Era cristal com alma,

Flor com sentidos.

 

Dera em um Jardim

Pasmo aos Jacintos,

Às Angélicas Xaque,

Mate aos Narcisos.

 

Ao brincar com todos

Foi de improviso,

Não de Abelha picado,

De Áspid mordido.

 

Cai logo coberto

De um suor tíbio,

Que por ser de Aljôfar

Era Rocio.

 

A morte recebeu

Em um solilóquio,

Sem que a vida lhe

Um só suspiro.

 

Mas ser morto decerto

Eu não o afirmo,

Porque a todos parece

Que está dormindo.

 

Matar por este modo,

Fraco inimigo

Sendo fatalidade,

Parece brinco.

 

Em um quadro de flores

Tal paracismo,

Morte foi de Jasmim,

Ou é delírio.

 

Ser Campo o Jardim

Deste homicídio,

Faz tão feio o lugar

Como o delito.

 

Das mais fermosas flores

O labirinto

Lamentando o caso

Se pôs marchito.

 

Um Jardim foi a Vênus

No parto abrigo

Porque sobre as flores

Nasceu Cupido.

 

Sendo vária a Estânciua

Aos dous Meninos,

Um encontrou afagos,

Outro castigos.

 

Lá na Quinta dos Padres

Foi o conflito,

Do qual tirou devassa

Padre Ministro.

 

Desterrou ao Áspid

Do seu distrito,

E ao menino morto

Lhe deu jazigo.

 

[Amor com Amor se paga, e Amoro com Amor se apaga.

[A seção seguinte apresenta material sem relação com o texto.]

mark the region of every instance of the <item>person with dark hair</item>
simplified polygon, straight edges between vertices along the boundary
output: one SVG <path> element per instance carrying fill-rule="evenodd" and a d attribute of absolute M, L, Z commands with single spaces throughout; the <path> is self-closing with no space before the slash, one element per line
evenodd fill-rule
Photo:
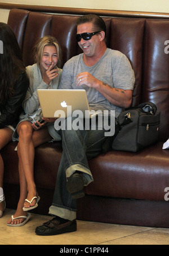
<path fill-rule="evenodd" d="M 20 196 L 16 211 L 7 222 L 7 225 L 24 225 L 30 218 L 28 211 L 38 206 L 40 197 L 34 179 L 34 148 L 55 140 L 60 140 L 55 132 L 54 119 L 47 122 L 42 119 L 42 111 L 37 94 L 38 89 L 57 89 L 62 70 L 60 46 L 56 39 L 51 36 L 40 38 L 34 49 L 35 63 L 26 67 L 29 87 L 23 106 L 24 112 L 13 134 L 14 141 L 19 141 L 17 154 L 20 174 Z"/>
<path fill-rule="evenodd" d="M 12 140 L 23 111 L 22 103 L 29 86 L 21 53 L 15 35 L 6 24 L 0 22 L 0 149 Z M 4 167 L 0 154 L 0 218 L 6 207 L 3 190 Z"/>
<path fill-rule="evenodd" d="M 106 47 L 104 21 L 96 15 L 77 20 L 76 39 L 83 53 L 64 65 L 59 89 L 84 89 L 91 110 L 115 111 L 130 107 L 135 83 L 134 71 L 122 53 Z M 111 120 L 110 115 L 109 116 Z M 63 153 L 49 214 L 55 217 L 37 227 L 39 235 L 58 235 L 77 230 L 76 199 L 84 196 L 84 186 L 94 179 L 88 160 L 103 152 L 106 129 L 96 120 L 95 129 L 74 129 L 74 119 L 65 119 L 61 130 Z M 72 122 L 72 128 L 66 128 Z M 91 122 L 92 123 L 92 122 Z M 85 126 L 85 125 L 84 125 Z"/>

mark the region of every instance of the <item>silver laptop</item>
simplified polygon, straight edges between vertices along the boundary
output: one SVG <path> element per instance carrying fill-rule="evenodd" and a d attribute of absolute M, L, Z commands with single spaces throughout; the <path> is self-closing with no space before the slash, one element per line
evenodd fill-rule
<path fill-rule="evenodd" d="M 81 110 L 84 116 L 85 110 L 90 110 L 85 90 L 38 89 L 37 92 L 44 118 L 60 117 L 60 110 L 65 117 L 74 110 Z"/>

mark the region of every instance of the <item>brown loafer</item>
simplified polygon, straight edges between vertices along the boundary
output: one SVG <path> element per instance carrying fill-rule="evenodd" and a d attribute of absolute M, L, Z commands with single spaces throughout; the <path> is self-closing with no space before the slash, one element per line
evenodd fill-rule
<path fill-rule="evenodd" d="M 35 233 L 40 236 L 52 236 L 77 231 L 75 220 L 68 220 L 65 223 L 61 223 L 60 219 L 60 218 L 55 217 L 43 223 L 42 225 L 37 227 Z"/>

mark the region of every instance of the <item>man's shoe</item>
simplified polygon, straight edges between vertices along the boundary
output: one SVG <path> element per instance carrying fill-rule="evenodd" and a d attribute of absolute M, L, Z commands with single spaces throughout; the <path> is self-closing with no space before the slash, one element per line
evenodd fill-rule
<path fill-rule="evenodd" d="M 37 227 L 35 229 L 35 233 L 40 236 L 52 236 L 77 231 L 75 220 L 68 220 L 65 223 L 62 223 L 60 219 L 61 218 L 59 217 L 55 217 L 43 223 L 42 225 Z"/>
<path fill-rule="evenodd" d="M 84 197 L 84 181 L 81 173 L 75 172 L 68 178 L 66 186 L 73 198 L 77 199 Z"/>

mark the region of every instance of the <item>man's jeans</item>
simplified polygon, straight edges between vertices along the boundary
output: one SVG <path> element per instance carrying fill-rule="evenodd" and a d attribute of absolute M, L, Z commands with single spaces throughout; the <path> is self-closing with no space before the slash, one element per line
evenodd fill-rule
<path fill-rule="evenodd" d="M 98 130 L 97 125 L 96 130 L 75 131 L 73 128 L 61 131 L 63 151 L 50 214 L 70 220 L 76 218 L 76 200 L 67 190 L 66 179 L 78 171 L 82 173 L 85 186 L 93 181 L 87 159 L 101 153 L 103 145 L 107 138 L 105 132 L 103 128 Z"/>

Assunto lírico da presente Academia]

Soneto

 

Deste Apótema vigilante, e cego

Uma parte confirmo, outra reprovo,

Que o Amor com Amor se paga provo,

Que o Amor com Amor se apaga nego.

 

Tenho os Amores um igual sossego,

Se estão pagando a fé sempre de novo

Mas a crê que se apagam me não movo,

Sendo fogo, e matéria Amor, e emprego.

 

Se de incêndios costuma Amor nutrir-se,

Uma chama com outra há de aumentar-se,

Que em si mesmas não devem consumir-se.

 

Com razão deve logo duvidar-se

Quando um Amor com outro sabe unir-se

Como um fogo com outro há de apagar-se?